A giant planet has been spotted orbiting the hottest and most massive two-star system found to date and scientists are baffled because such a world should not exist.
The exoplanet is moving around b Centauri, located 325 light-years from Earth, which has mass at least six times that of Earth’s sun.
Until now, no planets had been spotted around a star more than three times as massive as our sun.
The newly found planet, known as b Centauri b, has also been found to orbit the star system at 100 distance Jupiter orbits the sun, which scientists say could be the key to its survival.
A massive planet (bottom) has been spotted orbiting the hottest and most massive two-star system (left) found to date and scientists are baffled because such a world should not exist
Markus Janson, an astronomer at Stockholm University in Sweden and lead author of the study, said in a statement: ‘Finding a planet around b Centauri was very exciting, since it completely changes the picture about massive stars as planet hosts.’
Janson and his colleagues spotted b Cen b with the Spectro-Polarimetric High-contrast Exoplanet Research instrument (SPHERE) mounted on the European Southern Observatory’s Very Large Telescope (ESO’s VLT) in Chile, on March 20, 2019 and then again on April 10, 2021.
A high-contrast imaging technique was used to detect the planet, allowing scientists to distinguish between the faint light coming from the planet and the very bright light emitted from the star system.
‘Our results show that planets can reside in much more massive stellar systems than what would be expected from extrapolation of previous results,’ reads the study published in Nature.
The unusually large exoplanet (b) is moving around b Centauri (left) that has at least six time the mass of Earth’s sun.
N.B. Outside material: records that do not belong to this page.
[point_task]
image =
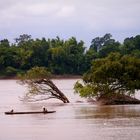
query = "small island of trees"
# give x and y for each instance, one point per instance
(111, 69)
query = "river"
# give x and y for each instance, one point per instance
(73, 121)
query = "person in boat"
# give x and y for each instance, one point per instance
(44, 109)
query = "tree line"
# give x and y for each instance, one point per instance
(60, 56)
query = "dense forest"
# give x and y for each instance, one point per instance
(60, 56)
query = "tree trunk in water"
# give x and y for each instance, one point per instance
(56, 92)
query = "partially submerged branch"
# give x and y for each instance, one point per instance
(41, 85)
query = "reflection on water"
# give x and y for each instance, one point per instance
(74, 121)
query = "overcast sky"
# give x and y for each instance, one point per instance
(84, 19)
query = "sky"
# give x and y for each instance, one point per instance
(83, 19)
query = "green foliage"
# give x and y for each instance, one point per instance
(115, 74)
(61, 56)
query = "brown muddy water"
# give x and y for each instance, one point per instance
(73, 121)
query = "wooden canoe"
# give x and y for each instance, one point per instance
(34, 112)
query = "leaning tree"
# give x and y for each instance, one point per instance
(40, 86)
(112, 76)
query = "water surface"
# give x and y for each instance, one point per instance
(73, 121)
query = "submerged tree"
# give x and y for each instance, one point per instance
(111, 76)
(40, 85)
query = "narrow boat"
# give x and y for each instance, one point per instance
(34, 112)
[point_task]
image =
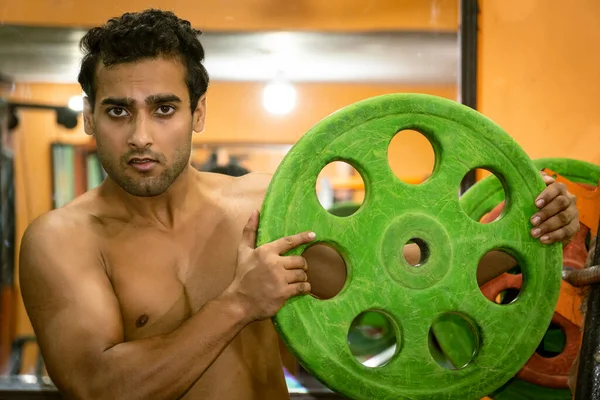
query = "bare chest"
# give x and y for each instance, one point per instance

Until now, no planets had been spotted around a star more than three times as massive as our sun
‘The planet is unlikely to have formed in situ through the conventional core accretion mechanism, but might have formed elsewhere and arrived to its present location through dynamical interactions, or might have formed via gravitational instability.’
The main star within the b Centauri two-star system, also called B-type star, is over three times as hot as the son and emits large amounts of ultraviolet and X-ray radiation.
B-type star’s mass and heat strongly impacts the surrounding gas, which should work against planet formation.
The astronomers note the hotter a star is, the more high-energy radiation it produces, which causes the surrounding material to evaporate faster.
The new exoplanet was discovered using the Exoplanet Research instrument (SPHERE) mounted on the European Southern Observatory’s Very Large Telescope (pictured) in Chile, on March 20, 2019 and then again on April 10, 2021
‘B-type stars are generally considered as quite destructive and dangerous environments, so it was believed that it should be exceedingly difficult to form large planets around them,’ Janson said.
But the new discovery shows planets can in fact form in such severe star systems.
Co-author Gayathri Viswanath, a Ph.D. student at Stockholm University, said: ‘The planet in b Centauri is an alien world in an environment that is completely different from what we experience here on Earth and in our Solar System.
‘It’s a harsh environment, dominated by extreme radiation, where everything is on a gigantic scale: the stars are bigger, the planet is bigger, the distances are bigger.’